Toward the end of the afternoon, I start thinking about getting the prescription filled, and decide to see what the Aetna Web site says it will cost. I also decide to check out the other drug that he just gave me some samples of, Nexium. That one is a test to see if it affects the chest/throat pain that started all this round of doctors and tests (and to some extent, the incentive for the weight loss attempt).

The Aetna site's Price-A-Drug is not very informative: it won't give me a cost, because neither of these drugs are allowed under my health plan. Information of a different sort, I guess... The doctor can request a "prior authorization" (somehow I don't think this phrase means what they think it does...) for me to get it, but if he does, the months' supply will probably cost me $80 (still a lot better than retail, I'm sure). I call my doctor's office and relate this to them, give them the phone number of the pharmacy I plan to use, and go back to Stuff.

This evening I got to the pharmacy to see what had transpired, and ended up with a pharmacist who couldn't grasp the concept that she was speaking in an arcane pharmacy/health insurance jargon to me.

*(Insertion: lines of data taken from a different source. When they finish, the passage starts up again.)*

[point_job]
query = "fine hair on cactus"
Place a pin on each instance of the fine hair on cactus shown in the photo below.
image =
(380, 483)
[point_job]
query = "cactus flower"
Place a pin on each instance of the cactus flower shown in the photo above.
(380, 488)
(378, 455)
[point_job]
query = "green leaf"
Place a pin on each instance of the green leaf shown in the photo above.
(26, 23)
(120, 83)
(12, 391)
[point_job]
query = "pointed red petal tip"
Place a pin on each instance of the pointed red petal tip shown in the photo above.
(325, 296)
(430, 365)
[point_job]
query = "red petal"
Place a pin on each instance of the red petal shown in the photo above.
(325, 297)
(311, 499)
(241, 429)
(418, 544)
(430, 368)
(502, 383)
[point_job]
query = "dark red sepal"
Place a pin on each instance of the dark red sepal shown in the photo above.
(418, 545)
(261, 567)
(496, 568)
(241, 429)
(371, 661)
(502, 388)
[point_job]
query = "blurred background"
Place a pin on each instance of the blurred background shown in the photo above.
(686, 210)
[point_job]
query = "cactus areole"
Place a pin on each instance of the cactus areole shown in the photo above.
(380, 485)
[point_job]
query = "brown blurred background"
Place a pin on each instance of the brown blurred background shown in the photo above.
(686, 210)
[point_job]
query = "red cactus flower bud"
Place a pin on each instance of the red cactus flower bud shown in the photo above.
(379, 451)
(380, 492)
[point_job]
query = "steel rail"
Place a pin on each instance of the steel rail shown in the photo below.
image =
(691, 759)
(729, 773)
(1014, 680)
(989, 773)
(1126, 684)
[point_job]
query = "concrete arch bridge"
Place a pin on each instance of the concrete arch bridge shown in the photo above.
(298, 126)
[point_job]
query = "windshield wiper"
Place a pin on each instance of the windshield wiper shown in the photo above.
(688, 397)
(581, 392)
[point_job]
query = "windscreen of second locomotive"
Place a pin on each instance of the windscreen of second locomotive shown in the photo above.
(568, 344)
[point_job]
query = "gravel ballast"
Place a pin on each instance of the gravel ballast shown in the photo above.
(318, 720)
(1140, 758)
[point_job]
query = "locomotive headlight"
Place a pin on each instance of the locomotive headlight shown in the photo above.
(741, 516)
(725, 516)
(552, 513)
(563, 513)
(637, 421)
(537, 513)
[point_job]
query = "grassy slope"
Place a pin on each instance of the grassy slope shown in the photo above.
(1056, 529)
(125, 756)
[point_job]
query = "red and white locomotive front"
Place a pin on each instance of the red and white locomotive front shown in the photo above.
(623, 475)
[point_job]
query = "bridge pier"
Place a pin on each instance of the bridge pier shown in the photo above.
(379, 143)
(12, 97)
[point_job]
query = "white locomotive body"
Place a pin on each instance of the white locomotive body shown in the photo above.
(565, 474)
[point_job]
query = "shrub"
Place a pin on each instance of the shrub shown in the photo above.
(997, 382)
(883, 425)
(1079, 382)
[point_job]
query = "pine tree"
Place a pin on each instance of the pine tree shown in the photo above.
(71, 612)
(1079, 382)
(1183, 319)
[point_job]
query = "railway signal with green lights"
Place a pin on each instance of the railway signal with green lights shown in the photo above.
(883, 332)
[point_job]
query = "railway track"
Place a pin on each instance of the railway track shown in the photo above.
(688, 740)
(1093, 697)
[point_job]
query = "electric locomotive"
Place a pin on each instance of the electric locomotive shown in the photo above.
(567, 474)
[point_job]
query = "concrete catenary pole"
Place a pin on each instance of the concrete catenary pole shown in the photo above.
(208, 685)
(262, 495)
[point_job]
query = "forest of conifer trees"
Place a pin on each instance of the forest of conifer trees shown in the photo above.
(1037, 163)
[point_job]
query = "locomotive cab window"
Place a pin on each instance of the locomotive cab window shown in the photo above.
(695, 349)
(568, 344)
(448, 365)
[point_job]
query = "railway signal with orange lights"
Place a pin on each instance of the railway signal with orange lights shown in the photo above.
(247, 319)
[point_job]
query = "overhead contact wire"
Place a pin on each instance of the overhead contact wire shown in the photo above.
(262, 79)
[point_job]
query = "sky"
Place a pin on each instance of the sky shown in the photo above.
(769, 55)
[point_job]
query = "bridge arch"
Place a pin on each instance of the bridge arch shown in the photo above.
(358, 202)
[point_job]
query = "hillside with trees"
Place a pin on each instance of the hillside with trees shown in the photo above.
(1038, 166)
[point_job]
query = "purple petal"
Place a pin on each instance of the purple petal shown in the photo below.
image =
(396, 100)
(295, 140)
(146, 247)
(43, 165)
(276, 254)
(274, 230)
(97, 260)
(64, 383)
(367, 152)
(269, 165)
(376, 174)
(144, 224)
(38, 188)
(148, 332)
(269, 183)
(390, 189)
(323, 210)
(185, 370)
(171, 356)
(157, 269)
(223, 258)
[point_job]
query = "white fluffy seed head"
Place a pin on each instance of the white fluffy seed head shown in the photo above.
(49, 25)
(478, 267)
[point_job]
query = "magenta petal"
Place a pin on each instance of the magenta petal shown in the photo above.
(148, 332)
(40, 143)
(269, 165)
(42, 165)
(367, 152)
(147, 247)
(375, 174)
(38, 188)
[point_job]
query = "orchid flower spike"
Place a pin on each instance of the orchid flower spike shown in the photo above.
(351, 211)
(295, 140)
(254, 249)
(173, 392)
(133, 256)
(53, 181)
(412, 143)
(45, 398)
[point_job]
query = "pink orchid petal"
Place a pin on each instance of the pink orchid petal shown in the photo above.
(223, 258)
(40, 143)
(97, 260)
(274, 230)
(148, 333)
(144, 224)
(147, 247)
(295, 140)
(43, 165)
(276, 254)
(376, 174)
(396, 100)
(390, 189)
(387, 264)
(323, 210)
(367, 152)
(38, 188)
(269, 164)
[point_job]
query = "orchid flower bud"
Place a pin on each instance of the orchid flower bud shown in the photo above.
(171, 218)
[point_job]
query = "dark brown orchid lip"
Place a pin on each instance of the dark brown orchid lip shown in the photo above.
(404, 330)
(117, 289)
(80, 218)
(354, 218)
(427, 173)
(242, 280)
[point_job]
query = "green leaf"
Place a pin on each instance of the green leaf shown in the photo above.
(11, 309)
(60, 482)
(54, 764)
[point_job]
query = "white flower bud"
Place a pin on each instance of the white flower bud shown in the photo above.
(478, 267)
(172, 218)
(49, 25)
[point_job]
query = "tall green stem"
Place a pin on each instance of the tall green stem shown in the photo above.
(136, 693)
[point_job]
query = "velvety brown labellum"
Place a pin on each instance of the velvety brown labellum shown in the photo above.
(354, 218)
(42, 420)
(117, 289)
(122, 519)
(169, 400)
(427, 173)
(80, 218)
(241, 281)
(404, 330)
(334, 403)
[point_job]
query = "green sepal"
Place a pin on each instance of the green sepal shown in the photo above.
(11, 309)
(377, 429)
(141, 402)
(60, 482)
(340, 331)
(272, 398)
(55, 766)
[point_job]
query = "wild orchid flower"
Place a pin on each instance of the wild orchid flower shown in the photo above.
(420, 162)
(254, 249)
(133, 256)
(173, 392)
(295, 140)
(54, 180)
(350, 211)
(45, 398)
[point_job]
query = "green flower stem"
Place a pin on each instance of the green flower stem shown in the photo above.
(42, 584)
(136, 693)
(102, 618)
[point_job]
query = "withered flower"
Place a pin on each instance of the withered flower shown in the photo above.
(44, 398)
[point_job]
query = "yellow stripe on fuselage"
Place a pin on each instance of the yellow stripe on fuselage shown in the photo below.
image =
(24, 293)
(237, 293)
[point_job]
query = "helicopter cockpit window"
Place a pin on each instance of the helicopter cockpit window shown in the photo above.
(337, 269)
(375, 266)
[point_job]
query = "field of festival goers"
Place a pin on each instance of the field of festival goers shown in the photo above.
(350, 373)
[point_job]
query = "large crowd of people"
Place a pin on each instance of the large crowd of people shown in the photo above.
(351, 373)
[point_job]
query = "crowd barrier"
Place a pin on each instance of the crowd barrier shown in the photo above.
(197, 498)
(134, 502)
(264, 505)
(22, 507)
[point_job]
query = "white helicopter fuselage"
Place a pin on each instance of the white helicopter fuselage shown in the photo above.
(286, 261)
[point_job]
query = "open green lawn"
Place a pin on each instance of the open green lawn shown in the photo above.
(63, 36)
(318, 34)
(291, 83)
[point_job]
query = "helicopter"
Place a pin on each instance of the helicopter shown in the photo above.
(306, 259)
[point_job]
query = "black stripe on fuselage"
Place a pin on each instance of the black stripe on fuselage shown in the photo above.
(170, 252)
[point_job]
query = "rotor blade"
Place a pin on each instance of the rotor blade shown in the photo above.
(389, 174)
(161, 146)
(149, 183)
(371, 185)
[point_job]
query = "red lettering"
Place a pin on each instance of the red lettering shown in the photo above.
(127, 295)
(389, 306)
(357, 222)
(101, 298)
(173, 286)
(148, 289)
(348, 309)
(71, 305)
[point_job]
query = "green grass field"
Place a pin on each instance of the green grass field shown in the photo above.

She finally got across to me that the doctor had called in a prescription for Lipitor to replace the Crestor (OK, fine), and they had filled it, but that it was "paid for" with cash because my insurance was invalid. "Paid for" was finally translated to "how it was marked in our pharmacy computer in terms of insurance"--that took me a while to grasp. Then I had trouble explaining to her the unlikelihood that my employer, the U.S. government, had randomly switched insurance carriers at the first of the year. (For those who don't know, there's a set of insurance options under the Fed. Employees Health Benefits Plan, and each employee gets to choose the coverage and the associated cost that they prefer. Thus I was sure that my health insurer was still my insurer, thankyouverymuch. Along with the evidence that I was logged into my account on their Web site 4 hours before, checking my personalized information.)

After much more of this non-communication, she tried putting the (now unneeded) Crestor prescription into the computer to see what happened. My insurance number again was kicked out as invalid, and she agreed to call the company to ask. Somewhere during that conversation I realized that the pharmacy had both the insurance card number and my birthdate in as identifiers, and that they gotten this information off my card. Bing! I found out this fall that the insurance company had a totally wrong birthdate for me, and got it corrected--but the card still had the bad one. I whispered this to the pharmacist, she changed the date in her computer, and all was copacetic. Although the Lipitor did cost me $40 for a month's supply. Must ask doctor if other statins will do as well for me.

And, if the samples of Nexium do indeed help the mysterious chest pain, I'll have to go repeat this lovely experience shortly.